Deixo aqui, meu respeito e a reflexão sobre o dia de ontem, dia da Consciência Negra. Meu apreço às famílias de João Pedro, Guilherme, Miguel e João Alberto Silveira Freitas, que morreu nesta quinta-feira (19.11) espancado até a morte por dois seguranças brancos em uma loja do Carrefour, em Porto Alegre.

Nada justifica essas mortes. Todas as vezes que penso nesses homens negros, penso em todos os outros homens negros do Brasil. O projeto genocida que faz parte do racismo sistêmico continua em vigor. Os mesmos velhos problemas não resolvidos. A indignação não pode ser seletiva. Até quando? Vidas negras importam. 

 

É preciso que a gente fale sobre preconceito, racismo e a violência que nos cerca, até que tenhamos uma história mais digna pra contar sobre isso. 

Para não negros, vale lembrar que é preciso que respeitem a história preta, a ancestralidade, as religiões de matrizes africanas, os terreiros, a colaboração cultural. Respeitem os tons da negritude. Apoiem projetos de pessoas negras. É preciso que pessoas não negras sejam ativas na questão da pluralidade. Defendam pessoas negras que sofrem injustiças. Dêem oportunidades reais para que pessoas não brancas estejam em cargos de decisão, em nome da diversidade. Sejam conscientes dos seus privilégios, entendam que meritocracia não existe no Brasil. É fundamental ser antirracista.

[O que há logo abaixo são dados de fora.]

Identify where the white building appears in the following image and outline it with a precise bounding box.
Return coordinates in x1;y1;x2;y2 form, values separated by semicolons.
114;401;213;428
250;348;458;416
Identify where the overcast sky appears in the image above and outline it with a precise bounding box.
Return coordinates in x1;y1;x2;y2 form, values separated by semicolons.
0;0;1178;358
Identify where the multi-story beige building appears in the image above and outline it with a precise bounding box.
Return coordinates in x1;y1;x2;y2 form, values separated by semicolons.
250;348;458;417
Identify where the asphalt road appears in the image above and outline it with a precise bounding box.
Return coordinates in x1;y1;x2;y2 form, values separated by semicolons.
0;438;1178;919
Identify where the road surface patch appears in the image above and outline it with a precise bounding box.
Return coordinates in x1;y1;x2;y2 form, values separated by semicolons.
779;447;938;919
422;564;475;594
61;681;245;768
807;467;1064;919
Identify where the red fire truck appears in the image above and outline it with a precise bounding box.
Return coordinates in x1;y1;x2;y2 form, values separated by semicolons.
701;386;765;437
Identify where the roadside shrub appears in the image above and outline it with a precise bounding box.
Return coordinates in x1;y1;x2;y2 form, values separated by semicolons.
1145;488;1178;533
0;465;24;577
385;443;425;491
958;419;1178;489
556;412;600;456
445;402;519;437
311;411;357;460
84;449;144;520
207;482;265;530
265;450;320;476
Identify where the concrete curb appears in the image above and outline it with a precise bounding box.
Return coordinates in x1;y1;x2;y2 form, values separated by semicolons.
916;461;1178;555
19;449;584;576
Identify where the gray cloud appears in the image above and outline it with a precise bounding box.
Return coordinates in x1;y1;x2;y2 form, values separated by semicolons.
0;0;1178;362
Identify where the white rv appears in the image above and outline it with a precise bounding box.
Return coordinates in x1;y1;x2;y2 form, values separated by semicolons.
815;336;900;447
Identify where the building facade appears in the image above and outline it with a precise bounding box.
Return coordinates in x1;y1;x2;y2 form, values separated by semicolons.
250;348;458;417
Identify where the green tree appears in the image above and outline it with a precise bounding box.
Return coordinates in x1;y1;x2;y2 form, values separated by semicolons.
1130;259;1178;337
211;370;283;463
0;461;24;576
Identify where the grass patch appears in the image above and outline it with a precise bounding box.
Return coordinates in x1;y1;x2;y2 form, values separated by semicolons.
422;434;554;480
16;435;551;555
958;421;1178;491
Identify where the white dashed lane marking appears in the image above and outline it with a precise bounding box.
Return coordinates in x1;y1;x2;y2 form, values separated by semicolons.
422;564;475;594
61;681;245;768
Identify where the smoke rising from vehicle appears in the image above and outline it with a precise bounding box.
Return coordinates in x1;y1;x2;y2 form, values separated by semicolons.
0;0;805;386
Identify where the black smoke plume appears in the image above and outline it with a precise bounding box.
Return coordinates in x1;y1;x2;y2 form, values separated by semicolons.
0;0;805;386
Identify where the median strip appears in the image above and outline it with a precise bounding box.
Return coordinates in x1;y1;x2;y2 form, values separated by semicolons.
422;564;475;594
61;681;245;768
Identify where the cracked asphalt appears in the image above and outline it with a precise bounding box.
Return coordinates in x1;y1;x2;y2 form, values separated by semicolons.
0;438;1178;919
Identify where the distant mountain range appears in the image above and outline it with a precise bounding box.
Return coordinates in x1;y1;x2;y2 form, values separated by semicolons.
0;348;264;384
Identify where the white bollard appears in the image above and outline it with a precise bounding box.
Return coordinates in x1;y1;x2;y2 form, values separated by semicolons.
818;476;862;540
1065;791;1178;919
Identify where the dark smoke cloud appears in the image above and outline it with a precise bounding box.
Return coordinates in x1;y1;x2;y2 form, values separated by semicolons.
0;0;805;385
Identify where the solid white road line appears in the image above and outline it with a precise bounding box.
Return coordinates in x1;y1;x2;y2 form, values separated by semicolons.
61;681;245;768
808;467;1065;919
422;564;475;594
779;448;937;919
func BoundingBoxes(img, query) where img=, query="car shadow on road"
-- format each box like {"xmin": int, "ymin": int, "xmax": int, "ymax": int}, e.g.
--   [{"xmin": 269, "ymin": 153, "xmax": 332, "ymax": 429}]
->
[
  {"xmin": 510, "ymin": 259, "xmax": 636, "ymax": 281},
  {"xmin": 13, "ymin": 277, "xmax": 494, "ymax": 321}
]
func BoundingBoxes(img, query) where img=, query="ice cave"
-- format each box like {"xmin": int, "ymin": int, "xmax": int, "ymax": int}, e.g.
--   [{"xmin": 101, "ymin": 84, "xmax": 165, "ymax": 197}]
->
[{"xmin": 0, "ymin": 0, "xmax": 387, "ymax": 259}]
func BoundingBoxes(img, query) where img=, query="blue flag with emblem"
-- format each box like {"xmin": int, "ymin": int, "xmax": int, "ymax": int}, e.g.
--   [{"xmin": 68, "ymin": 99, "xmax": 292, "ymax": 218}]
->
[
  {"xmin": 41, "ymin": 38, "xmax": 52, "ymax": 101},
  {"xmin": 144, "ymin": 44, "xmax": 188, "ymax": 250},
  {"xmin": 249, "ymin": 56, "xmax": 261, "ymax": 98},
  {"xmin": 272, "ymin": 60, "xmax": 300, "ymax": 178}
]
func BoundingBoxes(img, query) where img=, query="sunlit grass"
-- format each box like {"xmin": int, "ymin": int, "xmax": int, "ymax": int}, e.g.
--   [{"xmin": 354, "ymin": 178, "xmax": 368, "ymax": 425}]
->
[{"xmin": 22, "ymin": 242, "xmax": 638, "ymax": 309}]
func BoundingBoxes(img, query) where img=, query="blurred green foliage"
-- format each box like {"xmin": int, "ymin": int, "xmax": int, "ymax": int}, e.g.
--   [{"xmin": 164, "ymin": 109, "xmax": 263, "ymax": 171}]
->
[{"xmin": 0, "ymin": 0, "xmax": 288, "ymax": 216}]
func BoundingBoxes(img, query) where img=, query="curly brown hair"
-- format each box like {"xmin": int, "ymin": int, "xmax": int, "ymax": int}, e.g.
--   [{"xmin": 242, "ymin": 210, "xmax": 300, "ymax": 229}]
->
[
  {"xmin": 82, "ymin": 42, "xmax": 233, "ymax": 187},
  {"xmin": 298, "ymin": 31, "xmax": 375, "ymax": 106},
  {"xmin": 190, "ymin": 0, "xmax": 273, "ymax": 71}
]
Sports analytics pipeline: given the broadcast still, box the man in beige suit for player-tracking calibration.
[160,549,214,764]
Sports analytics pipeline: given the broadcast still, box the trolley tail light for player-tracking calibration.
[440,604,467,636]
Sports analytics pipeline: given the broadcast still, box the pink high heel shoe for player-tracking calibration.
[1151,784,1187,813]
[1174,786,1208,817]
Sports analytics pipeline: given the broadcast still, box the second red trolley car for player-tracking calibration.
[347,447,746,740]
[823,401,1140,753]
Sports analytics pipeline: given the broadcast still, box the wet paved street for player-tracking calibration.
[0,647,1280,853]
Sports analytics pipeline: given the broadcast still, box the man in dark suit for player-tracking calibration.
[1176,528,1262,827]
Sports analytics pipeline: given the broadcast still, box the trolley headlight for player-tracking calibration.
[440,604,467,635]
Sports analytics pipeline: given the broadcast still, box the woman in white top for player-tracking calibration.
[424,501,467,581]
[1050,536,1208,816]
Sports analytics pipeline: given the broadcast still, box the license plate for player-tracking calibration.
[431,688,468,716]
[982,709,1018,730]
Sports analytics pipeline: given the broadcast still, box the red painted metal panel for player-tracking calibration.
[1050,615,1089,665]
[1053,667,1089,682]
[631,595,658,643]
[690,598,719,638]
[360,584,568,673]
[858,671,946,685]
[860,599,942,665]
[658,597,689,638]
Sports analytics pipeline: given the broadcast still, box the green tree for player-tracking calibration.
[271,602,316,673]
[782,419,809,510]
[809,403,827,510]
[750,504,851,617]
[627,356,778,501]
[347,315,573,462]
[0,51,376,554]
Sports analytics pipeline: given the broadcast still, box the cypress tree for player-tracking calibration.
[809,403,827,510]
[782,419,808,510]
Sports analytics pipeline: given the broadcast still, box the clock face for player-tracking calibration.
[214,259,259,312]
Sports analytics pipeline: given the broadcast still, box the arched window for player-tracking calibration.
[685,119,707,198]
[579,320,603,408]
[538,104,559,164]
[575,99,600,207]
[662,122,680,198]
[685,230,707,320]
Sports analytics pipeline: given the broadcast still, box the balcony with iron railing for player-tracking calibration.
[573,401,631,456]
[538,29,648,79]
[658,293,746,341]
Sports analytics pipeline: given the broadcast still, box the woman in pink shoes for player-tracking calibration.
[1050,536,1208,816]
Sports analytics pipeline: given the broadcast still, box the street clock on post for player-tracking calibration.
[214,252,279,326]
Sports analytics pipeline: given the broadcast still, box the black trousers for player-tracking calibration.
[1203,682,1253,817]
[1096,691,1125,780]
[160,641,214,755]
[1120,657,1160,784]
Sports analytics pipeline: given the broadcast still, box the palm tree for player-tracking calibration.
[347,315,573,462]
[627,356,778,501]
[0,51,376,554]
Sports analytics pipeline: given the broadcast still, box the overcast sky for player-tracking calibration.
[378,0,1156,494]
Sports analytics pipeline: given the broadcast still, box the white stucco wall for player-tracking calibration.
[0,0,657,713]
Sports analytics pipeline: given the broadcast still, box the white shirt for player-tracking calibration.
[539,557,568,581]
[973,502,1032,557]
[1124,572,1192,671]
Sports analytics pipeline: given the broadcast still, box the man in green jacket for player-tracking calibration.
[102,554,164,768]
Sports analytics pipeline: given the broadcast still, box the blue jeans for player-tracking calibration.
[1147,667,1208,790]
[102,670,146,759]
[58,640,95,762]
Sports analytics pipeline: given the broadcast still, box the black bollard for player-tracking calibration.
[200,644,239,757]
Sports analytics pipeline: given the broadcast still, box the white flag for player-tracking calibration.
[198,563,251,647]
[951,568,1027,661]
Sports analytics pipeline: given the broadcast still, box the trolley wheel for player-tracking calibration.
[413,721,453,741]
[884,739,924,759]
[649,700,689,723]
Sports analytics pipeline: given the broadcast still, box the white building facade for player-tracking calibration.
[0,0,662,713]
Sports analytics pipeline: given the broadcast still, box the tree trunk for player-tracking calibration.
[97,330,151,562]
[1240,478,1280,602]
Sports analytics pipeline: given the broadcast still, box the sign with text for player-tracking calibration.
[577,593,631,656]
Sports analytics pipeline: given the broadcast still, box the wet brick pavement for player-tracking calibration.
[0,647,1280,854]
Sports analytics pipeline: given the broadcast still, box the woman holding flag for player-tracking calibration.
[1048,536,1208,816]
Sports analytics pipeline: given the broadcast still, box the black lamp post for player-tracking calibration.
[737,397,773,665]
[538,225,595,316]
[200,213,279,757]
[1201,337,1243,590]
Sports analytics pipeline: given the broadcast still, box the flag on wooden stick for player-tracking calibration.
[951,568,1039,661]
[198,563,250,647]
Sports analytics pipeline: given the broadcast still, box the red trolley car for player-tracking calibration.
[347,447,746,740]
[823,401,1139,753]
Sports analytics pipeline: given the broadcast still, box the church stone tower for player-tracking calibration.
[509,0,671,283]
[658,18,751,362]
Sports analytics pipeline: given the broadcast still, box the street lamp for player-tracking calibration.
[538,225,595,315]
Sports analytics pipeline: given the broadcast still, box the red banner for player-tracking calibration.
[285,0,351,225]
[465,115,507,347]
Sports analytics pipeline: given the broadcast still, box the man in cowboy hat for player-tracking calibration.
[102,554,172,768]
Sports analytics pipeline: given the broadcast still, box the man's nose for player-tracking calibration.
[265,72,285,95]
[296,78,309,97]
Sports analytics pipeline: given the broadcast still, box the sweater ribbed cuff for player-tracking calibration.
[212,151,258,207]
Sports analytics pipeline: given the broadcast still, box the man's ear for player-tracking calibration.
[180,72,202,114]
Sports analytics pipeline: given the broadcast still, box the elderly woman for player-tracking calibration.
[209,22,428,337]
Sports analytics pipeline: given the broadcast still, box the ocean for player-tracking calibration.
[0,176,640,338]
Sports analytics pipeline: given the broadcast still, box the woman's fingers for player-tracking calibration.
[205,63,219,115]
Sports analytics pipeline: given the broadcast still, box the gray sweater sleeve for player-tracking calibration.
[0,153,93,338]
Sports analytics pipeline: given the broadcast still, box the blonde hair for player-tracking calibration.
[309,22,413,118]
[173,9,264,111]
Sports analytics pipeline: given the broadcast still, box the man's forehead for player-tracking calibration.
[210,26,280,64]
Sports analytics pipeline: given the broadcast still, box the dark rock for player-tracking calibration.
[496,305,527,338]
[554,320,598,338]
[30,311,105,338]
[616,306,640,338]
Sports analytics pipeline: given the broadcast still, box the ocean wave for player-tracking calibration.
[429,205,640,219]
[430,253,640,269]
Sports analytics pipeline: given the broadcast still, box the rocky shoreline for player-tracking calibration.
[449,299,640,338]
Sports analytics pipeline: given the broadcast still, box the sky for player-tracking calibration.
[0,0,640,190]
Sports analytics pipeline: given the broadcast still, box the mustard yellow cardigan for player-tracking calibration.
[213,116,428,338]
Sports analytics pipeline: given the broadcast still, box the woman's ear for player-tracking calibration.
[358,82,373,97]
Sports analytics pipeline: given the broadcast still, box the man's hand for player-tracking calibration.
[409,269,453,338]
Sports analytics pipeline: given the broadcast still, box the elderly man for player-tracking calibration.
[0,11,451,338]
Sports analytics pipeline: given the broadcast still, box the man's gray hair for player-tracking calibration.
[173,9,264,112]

Rapper Emicida ganhou o Grammy Latino 2020 com o álbum “AmarElo” (Foto: Divulgação)

Para finalizar, gosto da palavra calma, na visão do rapper e poeta Emicida, que essa semana foi reconhecido por seu álbum “AmarElo” no Grammy Latino. Ele fala que procura levar a calma para as pessoas através do seu trabalho. Não a calma de uma pessoa apática, mansa, domada ou adestrada, mas, sim, o extremo oposto: a calma que pode nos fazer refletir melhor e pensar de maneira estratégica.

Sendo assim, tenhamos calma. Que o futuro, o amanhã e os dias seguintes, sejam mais prósperos, justos e equilibrados para todos nós.

 

Paula Lima é cantora, compositora e apresentadora. Atualmente, está à frente do “Chocolate Quente” na Rádio Eldorado. Também é uma das diretoras Na União Brasileira de Compositores (UBC).

** Este texto não reflete, necessariamente, a opinião do Site RG.